Singh, who is faculty of department of earth science of Pondicherry University, found that the algae resorte to physiological adaptation to highly saline-alkaline and hyperosmotic conditions. The findings of the professor may lead to biotechnological applications scuh as microalgal bioproducts and increasing salt tolerance in plants.
The findings of Singh, who is an Inspire faculty fellow of the department of science and technology, has been published in the journal Frontiers in Microbiology in the section Extreme Microbiology.
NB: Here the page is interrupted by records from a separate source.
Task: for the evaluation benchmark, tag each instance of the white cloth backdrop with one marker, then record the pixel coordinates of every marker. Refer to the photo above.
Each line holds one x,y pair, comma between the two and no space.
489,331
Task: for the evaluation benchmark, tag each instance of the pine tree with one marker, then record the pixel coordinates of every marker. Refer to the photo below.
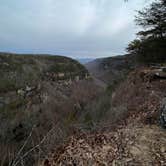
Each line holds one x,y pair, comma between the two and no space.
151,44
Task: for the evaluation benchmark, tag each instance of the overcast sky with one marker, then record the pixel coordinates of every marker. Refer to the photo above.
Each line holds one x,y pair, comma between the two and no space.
76,28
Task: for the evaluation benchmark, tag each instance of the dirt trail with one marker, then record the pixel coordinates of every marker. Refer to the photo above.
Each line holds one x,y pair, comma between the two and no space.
132,146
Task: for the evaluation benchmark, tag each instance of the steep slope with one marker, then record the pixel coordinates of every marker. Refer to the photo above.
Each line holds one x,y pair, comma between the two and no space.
137,140
37,93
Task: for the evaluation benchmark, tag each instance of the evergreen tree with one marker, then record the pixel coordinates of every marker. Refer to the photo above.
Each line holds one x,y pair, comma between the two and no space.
151,45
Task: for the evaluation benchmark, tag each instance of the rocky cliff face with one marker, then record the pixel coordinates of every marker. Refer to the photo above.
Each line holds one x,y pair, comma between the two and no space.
39,91
137,140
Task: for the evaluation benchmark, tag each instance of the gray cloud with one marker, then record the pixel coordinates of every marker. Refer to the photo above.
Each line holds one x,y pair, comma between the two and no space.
76,28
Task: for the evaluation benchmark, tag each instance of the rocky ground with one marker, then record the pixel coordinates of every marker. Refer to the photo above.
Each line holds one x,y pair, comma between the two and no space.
138,141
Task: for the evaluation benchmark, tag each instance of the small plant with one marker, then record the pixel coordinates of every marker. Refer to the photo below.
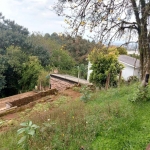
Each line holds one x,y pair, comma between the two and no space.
141,94
86,94
27,131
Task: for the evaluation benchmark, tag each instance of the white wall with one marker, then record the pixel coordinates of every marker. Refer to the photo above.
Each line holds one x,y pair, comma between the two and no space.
129,71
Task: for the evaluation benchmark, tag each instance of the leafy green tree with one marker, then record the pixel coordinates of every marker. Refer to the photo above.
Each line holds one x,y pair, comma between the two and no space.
43,79
12,34
14,58
122,50
104,61
30,74
109,20
62,60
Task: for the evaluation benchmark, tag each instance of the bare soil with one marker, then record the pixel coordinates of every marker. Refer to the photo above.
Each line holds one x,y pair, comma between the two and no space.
69,92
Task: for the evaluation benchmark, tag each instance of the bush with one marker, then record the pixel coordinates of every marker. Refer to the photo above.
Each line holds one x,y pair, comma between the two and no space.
141,94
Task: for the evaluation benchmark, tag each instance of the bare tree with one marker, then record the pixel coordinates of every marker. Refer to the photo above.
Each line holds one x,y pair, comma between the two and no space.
109,20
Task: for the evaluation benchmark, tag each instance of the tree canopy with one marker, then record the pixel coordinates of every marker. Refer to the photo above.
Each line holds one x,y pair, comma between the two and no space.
110,20
104,62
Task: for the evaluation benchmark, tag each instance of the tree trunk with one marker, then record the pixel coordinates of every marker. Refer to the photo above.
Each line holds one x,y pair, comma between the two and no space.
144,49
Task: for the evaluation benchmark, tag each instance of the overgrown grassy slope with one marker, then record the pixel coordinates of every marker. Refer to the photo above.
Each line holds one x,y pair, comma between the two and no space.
109,121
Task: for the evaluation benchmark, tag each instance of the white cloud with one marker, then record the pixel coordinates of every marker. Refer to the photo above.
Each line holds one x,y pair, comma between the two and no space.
33,14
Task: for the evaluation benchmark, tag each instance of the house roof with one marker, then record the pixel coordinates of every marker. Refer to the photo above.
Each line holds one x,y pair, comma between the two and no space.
129,61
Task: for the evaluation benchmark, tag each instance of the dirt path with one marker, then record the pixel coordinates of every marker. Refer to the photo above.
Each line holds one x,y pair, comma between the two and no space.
69,93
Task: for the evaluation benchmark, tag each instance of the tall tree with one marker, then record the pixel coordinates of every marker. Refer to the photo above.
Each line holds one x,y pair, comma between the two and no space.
111,19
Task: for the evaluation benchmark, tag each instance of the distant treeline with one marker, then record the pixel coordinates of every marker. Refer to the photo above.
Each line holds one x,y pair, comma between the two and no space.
25,58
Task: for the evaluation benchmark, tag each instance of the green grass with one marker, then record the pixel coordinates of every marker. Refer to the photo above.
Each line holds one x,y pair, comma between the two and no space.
109,121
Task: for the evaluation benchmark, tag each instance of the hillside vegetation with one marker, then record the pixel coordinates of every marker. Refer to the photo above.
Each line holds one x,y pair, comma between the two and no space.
108,121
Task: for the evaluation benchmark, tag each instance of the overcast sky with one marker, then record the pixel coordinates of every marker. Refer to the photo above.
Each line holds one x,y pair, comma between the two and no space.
36,15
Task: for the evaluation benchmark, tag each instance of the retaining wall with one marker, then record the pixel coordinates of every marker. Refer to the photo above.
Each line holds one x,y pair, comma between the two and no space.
36,96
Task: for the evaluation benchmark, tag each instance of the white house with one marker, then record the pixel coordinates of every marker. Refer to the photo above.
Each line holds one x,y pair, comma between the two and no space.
131,67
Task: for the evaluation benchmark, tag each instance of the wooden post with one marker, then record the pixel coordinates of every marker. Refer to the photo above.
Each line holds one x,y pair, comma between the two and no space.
107,82
120,75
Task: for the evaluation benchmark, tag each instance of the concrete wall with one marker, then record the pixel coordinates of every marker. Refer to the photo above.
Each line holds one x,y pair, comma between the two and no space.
28,99
60,84
126,72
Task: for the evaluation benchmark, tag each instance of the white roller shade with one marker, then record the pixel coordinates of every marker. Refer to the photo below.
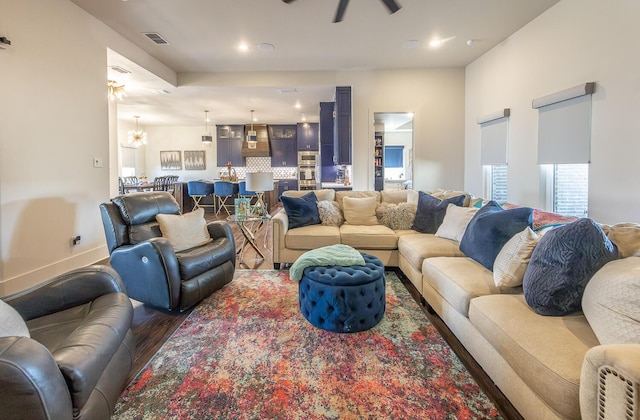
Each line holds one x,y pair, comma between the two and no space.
564,127
494,138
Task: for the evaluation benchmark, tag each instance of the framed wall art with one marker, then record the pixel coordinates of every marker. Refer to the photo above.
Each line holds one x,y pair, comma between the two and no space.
170,160
194,160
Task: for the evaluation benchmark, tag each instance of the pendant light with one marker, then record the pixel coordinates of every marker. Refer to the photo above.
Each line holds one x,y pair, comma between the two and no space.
137,137
252,136
207,139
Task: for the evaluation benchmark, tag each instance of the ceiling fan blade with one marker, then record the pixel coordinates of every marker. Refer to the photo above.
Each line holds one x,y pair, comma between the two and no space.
342,7
392,5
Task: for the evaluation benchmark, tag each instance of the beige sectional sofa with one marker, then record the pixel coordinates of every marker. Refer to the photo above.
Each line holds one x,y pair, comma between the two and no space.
547,366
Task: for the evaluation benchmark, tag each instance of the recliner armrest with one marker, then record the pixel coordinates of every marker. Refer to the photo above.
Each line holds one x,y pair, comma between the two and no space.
610,382
65,291
31,385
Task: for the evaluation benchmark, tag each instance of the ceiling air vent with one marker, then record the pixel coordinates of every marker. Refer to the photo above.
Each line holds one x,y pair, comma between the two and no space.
120,70
156,37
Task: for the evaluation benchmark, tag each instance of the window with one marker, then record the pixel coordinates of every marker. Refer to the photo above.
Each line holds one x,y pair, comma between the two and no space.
495,182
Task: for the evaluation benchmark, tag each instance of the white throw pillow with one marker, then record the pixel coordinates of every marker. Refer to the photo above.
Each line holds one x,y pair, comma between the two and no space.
184,231
513,258
455,222
11,324
360,210
611,302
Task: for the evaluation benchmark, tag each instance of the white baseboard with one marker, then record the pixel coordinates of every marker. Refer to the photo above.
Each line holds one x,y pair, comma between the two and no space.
32,278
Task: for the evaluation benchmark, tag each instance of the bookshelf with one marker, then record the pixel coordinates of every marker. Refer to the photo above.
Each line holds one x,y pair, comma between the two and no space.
378,161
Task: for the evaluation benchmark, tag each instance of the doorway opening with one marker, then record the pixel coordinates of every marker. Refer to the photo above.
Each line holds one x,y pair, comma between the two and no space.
393,150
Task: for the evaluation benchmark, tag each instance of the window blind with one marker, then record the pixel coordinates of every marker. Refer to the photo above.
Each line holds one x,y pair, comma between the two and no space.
494,137
564,126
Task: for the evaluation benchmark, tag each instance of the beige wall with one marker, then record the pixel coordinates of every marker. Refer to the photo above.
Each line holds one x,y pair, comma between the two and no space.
575,41
55,120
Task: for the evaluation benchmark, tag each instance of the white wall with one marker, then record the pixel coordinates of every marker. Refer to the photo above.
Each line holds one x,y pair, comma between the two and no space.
575,41
55,120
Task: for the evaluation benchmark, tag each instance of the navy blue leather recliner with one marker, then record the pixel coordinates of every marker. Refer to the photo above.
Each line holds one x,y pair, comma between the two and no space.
151,270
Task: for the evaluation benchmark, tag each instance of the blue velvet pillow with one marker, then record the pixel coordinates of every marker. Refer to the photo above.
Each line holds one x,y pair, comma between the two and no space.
430,212
302,211
562,264
490,228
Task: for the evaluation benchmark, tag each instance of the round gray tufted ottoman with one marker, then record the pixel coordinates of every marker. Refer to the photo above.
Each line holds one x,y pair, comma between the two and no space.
344,299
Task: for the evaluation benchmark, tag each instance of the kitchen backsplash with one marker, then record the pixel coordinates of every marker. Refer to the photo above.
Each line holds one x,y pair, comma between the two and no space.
264,164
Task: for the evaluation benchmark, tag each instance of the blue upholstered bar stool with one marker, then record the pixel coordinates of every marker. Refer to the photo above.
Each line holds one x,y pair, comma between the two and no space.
198,190
225,191
243,193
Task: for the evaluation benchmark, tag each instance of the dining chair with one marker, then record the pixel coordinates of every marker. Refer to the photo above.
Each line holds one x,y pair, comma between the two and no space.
225,191
198,190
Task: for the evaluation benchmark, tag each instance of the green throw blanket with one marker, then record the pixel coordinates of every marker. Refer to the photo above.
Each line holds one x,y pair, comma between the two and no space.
328,255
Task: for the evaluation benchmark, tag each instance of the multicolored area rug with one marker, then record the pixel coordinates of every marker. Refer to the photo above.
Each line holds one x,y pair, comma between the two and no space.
246,352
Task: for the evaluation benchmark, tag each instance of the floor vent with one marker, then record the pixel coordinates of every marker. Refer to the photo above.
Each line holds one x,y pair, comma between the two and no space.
156,37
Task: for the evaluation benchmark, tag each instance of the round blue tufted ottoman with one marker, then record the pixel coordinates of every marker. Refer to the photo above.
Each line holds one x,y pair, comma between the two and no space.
344,299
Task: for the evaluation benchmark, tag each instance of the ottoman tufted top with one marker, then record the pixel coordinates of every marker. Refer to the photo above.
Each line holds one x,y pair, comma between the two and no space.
349,276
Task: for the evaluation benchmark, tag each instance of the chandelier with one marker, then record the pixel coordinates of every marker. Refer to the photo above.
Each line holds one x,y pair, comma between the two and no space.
137,137
115,91
207,139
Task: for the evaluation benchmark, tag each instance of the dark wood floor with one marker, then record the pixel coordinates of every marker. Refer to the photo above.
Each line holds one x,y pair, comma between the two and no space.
152,327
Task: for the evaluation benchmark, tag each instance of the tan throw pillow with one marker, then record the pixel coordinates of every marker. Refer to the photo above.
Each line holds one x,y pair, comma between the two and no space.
626,236
360,211
455,222
12,324
330,214
513,258
184,231
396,216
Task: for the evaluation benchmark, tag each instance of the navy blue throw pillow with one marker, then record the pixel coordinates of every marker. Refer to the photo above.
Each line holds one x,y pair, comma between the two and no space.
562,264
302,211
490,228
430,212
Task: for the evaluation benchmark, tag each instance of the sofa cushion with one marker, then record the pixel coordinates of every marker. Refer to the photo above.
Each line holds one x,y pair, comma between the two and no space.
360,210
368,237
561,265
301,211
611,302
415,248
455,222
312,236
490,228
513,258
626,237
547,352
460,279
396,216
330,214
12,324
323,194
340,195
431,211
184,231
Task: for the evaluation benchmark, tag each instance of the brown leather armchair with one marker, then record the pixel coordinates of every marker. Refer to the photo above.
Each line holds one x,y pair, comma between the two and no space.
80,351
151,270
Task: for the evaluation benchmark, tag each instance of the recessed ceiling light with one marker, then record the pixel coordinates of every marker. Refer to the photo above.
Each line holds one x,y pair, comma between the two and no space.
439,41
265,46
412,43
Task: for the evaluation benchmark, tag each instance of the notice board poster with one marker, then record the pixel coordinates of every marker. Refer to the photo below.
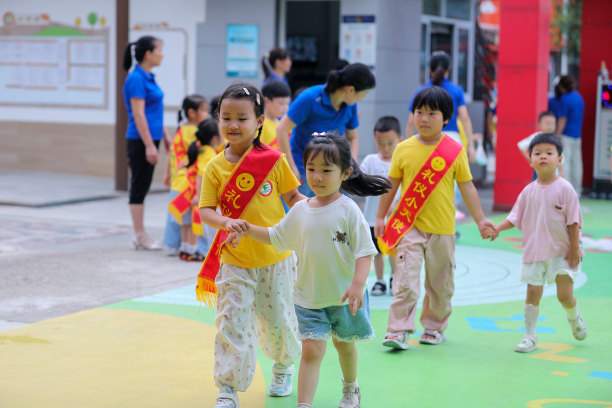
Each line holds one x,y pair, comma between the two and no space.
358,39
241,58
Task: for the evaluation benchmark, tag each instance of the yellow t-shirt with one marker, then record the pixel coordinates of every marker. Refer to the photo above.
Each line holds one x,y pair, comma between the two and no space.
438,215
266,210
178,174
268,131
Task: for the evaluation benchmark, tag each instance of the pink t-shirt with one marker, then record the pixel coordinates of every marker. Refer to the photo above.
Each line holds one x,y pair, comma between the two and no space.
543,213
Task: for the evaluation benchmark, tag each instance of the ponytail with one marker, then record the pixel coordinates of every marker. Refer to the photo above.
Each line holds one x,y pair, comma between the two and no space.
127,57
336,150
438,65
357,75
144,44
207,129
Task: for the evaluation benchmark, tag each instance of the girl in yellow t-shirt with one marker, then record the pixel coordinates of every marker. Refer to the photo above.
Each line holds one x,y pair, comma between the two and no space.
254,281
177,232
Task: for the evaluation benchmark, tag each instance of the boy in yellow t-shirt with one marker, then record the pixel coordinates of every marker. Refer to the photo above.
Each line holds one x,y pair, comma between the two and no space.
277,95
432,238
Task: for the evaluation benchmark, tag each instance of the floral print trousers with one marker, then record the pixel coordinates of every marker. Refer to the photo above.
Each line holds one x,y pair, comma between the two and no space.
254,304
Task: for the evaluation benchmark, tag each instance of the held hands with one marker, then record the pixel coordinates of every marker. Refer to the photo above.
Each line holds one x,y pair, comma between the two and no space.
487,229
355,296
573,257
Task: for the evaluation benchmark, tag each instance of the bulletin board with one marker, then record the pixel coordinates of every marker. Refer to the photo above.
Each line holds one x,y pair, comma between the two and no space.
54,65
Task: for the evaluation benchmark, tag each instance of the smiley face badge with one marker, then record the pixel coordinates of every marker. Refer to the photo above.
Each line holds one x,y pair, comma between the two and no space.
245,182
438,163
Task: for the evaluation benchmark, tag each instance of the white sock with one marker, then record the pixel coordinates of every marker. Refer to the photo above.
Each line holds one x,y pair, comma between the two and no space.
353,384
531,319
572,313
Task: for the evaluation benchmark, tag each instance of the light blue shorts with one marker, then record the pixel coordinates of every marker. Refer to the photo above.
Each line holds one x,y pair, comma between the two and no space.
337,321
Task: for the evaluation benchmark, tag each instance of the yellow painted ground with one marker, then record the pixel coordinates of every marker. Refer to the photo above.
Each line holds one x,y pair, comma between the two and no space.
113,358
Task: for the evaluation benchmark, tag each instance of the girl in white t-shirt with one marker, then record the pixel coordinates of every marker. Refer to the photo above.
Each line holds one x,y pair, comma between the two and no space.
333,243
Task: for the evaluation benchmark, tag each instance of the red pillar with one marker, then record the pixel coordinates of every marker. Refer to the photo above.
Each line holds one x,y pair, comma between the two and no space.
522,83
595,47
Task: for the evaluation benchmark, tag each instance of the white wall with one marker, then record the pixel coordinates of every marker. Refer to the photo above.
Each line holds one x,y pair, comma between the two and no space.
185,14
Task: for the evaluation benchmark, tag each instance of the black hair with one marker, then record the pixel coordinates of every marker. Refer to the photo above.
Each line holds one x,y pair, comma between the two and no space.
214,106
194,102
357,75
207,129
567,83
340,64
269,60
243,90
549,138
438,65
144,44
544,114
387,123
276,89
435,98
336,150
298,92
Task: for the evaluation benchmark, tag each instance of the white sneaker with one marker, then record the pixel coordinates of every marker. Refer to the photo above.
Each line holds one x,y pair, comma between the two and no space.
397,340
351,397
528,344
281,381
578,328
227,398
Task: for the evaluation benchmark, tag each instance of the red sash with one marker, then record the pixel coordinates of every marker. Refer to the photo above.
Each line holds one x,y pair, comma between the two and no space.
240,189
418,192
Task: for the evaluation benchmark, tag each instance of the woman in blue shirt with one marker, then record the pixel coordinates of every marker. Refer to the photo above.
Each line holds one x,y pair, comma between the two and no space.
144,103
323,108
276,65
569,127
439,66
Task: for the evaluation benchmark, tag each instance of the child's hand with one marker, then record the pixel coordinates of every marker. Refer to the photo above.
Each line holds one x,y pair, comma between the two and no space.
233,239
195,201
573,257
379,228
355,296
237,225
487,229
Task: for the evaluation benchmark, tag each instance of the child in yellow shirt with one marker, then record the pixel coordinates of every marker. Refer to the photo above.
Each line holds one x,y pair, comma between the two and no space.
432,236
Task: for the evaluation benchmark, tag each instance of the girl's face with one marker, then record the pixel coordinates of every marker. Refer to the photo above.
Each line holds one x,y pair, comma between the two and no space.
154,57
351,97
324,178
429,122
200,115
237,121
284,65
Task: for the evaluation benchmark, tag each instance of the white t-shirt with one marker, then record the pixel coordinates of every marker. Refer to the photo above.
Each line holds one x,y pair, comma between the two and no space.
327,241
374,166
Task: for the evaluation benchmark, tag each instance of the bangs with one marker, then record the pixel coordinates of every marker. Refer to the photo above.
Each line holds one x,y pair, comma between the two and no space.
331,155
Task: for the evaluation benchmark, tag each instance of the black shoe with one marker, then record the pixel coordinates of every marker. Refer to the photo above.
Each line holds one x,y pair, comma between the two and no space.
379,289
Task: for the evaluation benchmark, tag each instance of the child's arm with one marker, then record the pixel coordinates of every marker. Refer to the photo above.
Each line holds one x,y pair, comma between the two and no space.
573,255
470,196
355,292
383,206
292,197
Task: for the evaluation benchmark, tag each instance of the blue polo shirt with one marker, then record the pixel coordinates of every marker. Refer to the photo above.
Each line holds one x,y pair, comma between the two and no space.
554,105
456,92
140,84
312,112
572,108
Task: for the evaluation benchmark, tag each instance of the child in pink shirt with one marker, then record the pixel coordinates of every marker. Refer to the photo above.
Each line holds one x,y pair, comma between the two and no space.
548,214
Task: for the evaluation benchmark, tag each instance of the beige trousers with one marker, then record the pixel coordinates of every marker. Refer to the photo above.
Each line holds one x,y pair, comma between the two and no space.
438,253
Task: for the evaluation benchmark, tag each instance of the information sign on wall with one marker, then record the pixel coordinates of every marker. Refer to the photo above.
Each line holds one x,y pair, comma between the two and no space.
242,57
Singh, who is research work is based on extremophiles, explored microbial life, with a particular focus on photosynthetic cyanobacteria and microalgae thriving in carbonate dominated environments such as carbonate rocks and soda lakes. As per researchers, these microorganisms hold the key to address critical questions pertaining to biogeochemistry, microbial diversity, evolution of life, astrobiology, environmental sustainability, biotechnology and beyond.
She studies P salinarum in hypersaline soda lake Sambhar, Rajasthan. Though the alga had been widely found in saline-soda lakes around the world, it was spotted for the first time in India only in the Sambhar Lake. Singh and her probed the molecular mechanisms of adaptation in such polyextreme conditions.
They studied the changes in protein abundances through a high-throughput label-free quantitation based quantitative proteomics method. Their team insights into the proteome of extremophilic alga P salinarum revealing its tailored regulatory mechanisms for osmotic adaptation and proliferation in polyextreme conditions in soda lakes unraveling the basis of resilience in the organism. The organism enhances photosynthesis and ATP synthesis along with chaperone proteins as key response to high salinity-alkalinity.